Sensor Glucose on the 640g Part 2: Calibration

This post assumes you've read (or glanced at) my earlier post on how ISIG is calculated in the Guardian 2 Link transmitter.

Once we've captured some ISIG data (the raw signal from the Enlite) we need to calibrate. 

Enlite users will be painfully aware of the Enlite's calibration routine - after its warm up (pushing lots of current through the sensor to try to get it to a stable state), the first calibration is due at 2 hours. At two hours... Not before, not after (unless you want to be without Sensor Glucose (SG) data...) And then another within six hours. And then at least every twelve hours... A certain amount of forward thinking is therefore required - but you'll be used to that as a person with T1D (or a T1 mum or dad...).

There are plenty of posts already about how annoying the first 24 hours on an Enlite can be, both in terms of accuracy and the calibration regime and we won't go down that route in this post.

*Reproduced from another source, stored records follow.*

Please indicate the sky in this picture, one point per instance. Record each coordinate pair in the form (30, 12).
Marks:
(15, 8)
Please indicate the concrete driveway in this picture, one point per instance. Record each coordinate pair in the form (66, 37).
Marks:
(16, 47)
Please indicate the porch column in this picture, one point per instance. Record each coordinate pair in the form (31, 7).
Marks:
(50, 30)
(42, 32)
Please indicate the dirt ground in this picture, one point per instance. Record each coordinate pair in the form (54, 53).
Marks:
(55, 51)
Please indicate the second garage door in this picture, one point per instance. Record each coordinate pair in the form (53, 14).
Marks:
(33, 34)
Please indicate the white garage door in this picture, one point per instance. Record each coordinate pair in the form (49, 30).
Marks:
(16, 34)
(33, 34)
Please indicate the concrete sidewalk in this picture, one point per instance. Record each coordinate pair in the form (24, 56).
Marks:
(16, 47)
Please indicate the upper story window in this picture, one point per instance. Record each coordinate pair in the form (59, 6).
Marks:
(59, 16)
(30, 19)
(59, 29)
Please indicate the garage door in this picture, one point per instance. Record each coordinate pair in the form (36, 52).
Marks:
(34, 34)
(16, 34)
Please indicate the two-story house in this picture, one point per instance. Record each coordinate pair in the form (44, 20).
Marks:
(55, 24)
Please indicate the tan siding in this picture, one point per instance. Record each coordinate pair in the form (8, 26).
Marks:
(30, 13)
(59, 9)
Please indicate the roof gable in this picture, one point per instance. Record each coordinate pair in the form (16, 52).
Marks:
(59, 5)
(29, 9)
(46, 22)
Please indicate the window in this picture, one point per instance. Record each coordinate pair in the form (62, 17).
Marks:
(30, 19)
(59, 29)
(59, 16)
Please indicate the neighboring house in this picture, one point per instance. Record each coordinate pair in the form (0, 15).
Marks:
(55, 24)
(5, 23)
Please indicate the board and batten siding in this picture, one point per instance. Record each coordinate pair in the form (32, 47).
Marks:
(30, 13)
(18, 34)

However, there are some pretty big clues as to what's going on in those last two paragraphs...

Usual rules apply - I could be wrong: this is inherently noisy data and a different combination of the techniques described below may be responsible for the calibration factors. Please get in touch below or via Facebook to let me know :-)

A quick summary if you don't want to scroll? To calibrate:
  • The 640g takes the ISIG data from the G2L transmitter
  • It modifies it (by subtracting an offset)
  • Be very careful with your first calibration point!
  • It uses at least the last four calibration points (when available) to calculate a weighted-average calibration factor, with calibrations within the last 12 or so hours seemingly most important
What's different with the 640g vs Veo?
  • A different average offset appears to be applied to the ISIG data
  • The Veo also uses multiple calibration points (probably just four) but extends its weighting of these points to include much older (probably up to 24 hours) data.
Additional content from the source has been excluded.